- Supreme Court of the United States

Argued February 7-9 and 11-12, 1805 Decided February 21, 1805
- Full case name: United States v. Fisher
- Citations: 6 U.S. 358 (more)

Court membership
- Chief Justice John Marshall Associate Justices William Cushing · William Paterson Samuel Chase · Bushrod Washington William Johnson

Case opinion
- Majority: Marshall, joined by unanimous
- Washington took no part in the consideration or decision of the case.

= United States v. Fisher =

1905 US Supreme Court decision

United States v. Fisher, , is a United States Supreme Court case about whether debts to the government are preferred for settlement in bankruptcy proceedings.

== Background ==
In April 1800, Congress passed a bankruptcy law stating that "nothing contained in this law, shall in any manner affect the right of preference to prior satisfaction of debts due to the United States." A March 1797 law previously stated "that where any revenue officer or other person hereafter becoming indebted to the United States by bond or otherwise, shall become insolvent, the debt due to the United States shall be first satisfied."

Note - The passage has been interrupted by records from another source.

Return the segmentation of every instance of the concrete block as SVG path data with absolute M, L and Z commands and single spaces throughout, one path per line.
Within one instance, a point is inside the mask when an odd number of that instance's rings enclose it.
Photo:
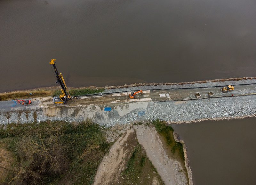
M 165 93 L 162 93 L 159 94 L 159 96 L 160 96 L 160 97 L 163 98 L 165 97 Z

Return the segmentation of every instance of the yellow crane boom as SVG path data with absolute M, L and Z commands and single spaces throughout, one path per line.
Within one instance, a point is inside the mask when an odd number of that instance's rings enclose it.
M 50 64 L 52 66 L 54 70 L 55 76 L 57 78 L 56 82 L 59 83 L 61 87 L 61 92 L 59 96 L 55 96 L 53 97 L 53 101 L 54 103 L 60 104 L 66 103 L 71 98 L 71 96 L 68 91 L 68 89 L 67 87 L 65 81 L 63 78 L 62 73 L 59 73 L 54 62 L 56 59 L 52 59 L 50 62 Z

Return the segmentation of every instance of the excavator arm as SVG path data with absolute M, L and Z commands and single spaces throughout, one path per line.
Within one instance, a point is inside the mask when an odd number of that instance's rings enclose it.
M 71 96 L 68 91 L 68 89 L 67 87 L 65 81 L 63 78 L 62 73 L 59 73 L 54 62 L 56 59 L 52 59 L 50 64 L 52 66 L 55 73 L 55 76 L 57 78 L 56 82 L 59 83 L 61 87 L 61 92 L 60 96 L 55 96 L 53 97 L 53 102 L 54 103 L 67 103 L 67 101 L 70 99 Z
M 130 98 L 131 99 L 132 98 L 134 98 L 135 97 L 135 95 L 136 94 L 138 93 L 140 93 L 142 94 L 143 94 L 143 92 L 142 92 L 142 90 L 140 90 L 139 91 L 137 91 L 137 92 L 132 92 L 131 93 L 130 95 L 129 95 L 129 96 L 130 97 Z

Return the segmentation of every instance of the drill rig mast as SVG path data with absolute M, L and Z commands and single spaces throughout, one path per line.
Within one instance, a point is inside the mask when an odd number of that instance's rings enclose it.
M 59 96 L 53 97 L 52 101 L 55 104 L 63 103 L 65 104 L 70 99 L 71 96 L 69 94 L 69 92 L 68 92 L 68 89 L 66 85 L 64 79 L 63 78 L 62 73 L 60 73 L 59 74 L 57 70 L 56 66 L 54 63 L 56 60 L 56 59 L 52 59 L 50 64 L 53 67 L 55 74 L 55 76 L 57 78 L 56 83 L 59 83 L 60 85 L 60 86 L 61 87 L 61 92 Z

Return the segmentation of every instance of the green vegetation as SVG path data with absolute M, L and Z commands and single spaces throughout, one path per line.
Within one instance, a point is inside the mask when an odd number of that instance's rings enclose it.
M 10 124 L 0 128 L 0 144 L 13 154 L 5 183 L 88 184 L 110 144 L 90 120 Z
M 133 149 L 126 163 L 126 167 L 121 173 L 121 184 L 151 184 L 154 176 L 156 176 L 160 184 L 164 184 L 140 145 L 138 144 Z
M 164 122 L 159 119 L 153 121 L 152 124 L 160 135 L 164 138 L 167 145 L 171 148 L 172 154 L 174 156 L 181 158 L 184 161 L 184 152 L 182 144 L 175 141 L 172 134 L 174 131 L 172 127 L 166 126 Z
M 69 94 L 71 96 L 81 96 L 86 95 L 97 94 L 104 91 L 104 89 L 92 89 L 86 88 L 85 89 L 71 89 L 69 90 Z M 52 96 L 59 96 L 60 94 L 60 90 L 55 90 L 54 91 Z
M 56 88 L 55 89 L 50 90 L 17 91 L 0 93 L 0 101 L 60 96 L 61 92 L 60 89 L 56 90 Z M 57 89 L 60 89 L 58 88 Z M 104 89 L 103 88 L 94 89 L 89 88 L 79 89 L 70 88 L 69 90 L 70 96 L 71 96 L 97 94 L 104 91 Z M 32 94 L 29 95 L 30 93 L 32 93 Z

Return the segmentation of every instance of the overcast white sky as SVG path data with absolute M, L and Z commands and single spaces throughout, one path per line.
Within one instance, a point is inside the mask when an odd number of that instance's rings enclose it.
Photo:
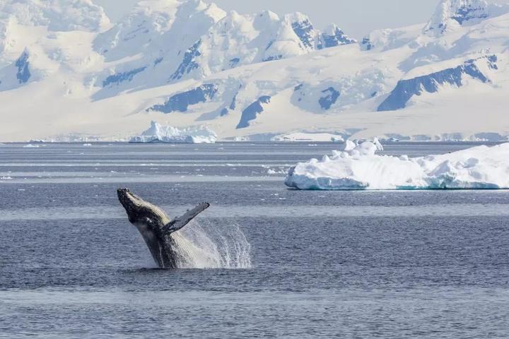
M 117 20 L 136 0 L 93 0 Z M 161 0 L 164 1 L 164 0 Z M 207 1 L 207 0 L 205 0 Z M 210 2 L 210 1 L 209 1 Z M 300 11 L 317 28 L 334 23 L 358 39 L 373 30 L 425 23 L 439 0 L 215 0 L 219 7 L 240 13 L 270 9 L 278 14 Z

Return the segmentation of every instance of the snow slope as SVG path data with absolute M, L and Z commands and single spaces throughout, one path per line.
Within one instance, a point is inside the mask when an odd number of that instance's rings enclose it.
M 443 0 L 430 21 L 357 43 L 302 13 L 144 0 L 0 6 L 0 141 L 125 139 L 151 121 L 222 140 L 507 140 L 509 6 Z M 71 4 L 71 6 L 65 6 Z
M 286 184 L 299 189 L 508 189 L 509 143 L 409 158 L 375 154 L 366 141 L 290 170 Z

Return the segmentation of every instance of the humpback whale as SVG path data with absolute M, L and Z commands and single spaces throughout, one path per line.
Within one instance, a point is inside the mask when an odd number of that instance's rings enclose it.
M 177 231 L 187 225 L 210 204 L 203 203 L 172 220 L 158 207 L 144 201 L 127 189 L 117 191 L 129 222 L 136 227 L 161 268 L 177 268 L 192 258 L 189 242 Z M 176 233 L 177 232 L 177 233 Z

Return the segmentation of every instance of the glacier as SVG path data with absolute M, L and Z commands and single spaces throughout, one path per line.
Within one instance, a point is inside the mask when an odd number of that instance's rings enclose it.
M 365 141 L 292 167 L 286 186 L 315 190 L 509 189 L 509 143 L 440 155 L 376 154 Z
M 0 139 L 126 140 L 154 121 L 221 140 L 507 141 L 509 6 L 493 2 L 441 0 L 427 23 L 357 42 L 200 0 L 138 1 L 117 22 L 90 0 L 6 0 Z
M 496 65 L 498 58 L 496 55 L 481 59 L 487 60 L 489 69 L 498 69 Z M 489 79 L 479 70 L 476 61 L 476 60 L 474 59 L 467 60 L 462 65 L 455 68 L 399 81 L 387 99 L 378 106 L 378 112 L 404 108 L 413 96 L 421 95 L 423 91 L 428 93 L 436 93 L 440 85 L 449 84 L 461 87 L 463 85 L 463 78 L 467 75 L 483 83 L 489 82 Z
M 217 135 L 206 126 L 177 129 L 156 121 L 139 136 L 131 138 L 131 143 L 214 143 Z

Upon insolvency, Peter Blight claimed that the 1797 law's title discouraged viewing it as a preference for settling government debts across all debtors, instead only applicable to those accountable for public funds.

== Supreme Court ==
Chief Justice John Marshall wrote for a unanimous court. Marshall contrasted the challenged clause's use of "or other person" with the preceding clauses' use of "or other person accountable for public money" to argue that Congress intended to prioritize settling debts to the government across all debtors.

In determining Congress' legislative intent in the challenged clause using the act's title, Marshall wrote that "where the mind labours to discover the design of the legislature, it seizes every thing from which aid can be derived; and in such case the title claims a degree of notice, and will have its due share of consideration." In 2024, retired Supreme Court Justice Stephen Breyer cited this quote as proof that the Marshall Court believed that statutory interpretation should go beyond textualism.

=== Addendum ===
Despite not participating in the case's oral arguments or decision, Associate Justice Bushrod Washington wrote an addendum explaining the Pennsylvania circuit court's contrary decision. Washington noted that besides the 1797 act's title referring to "receivers of public money," its other sections solely applied to such officials. Furthermore, Washington argued the 1800 law's phrasing suggested maintenance of specific preferences in debt collection, rather than a uniform preference for settling debts to the government.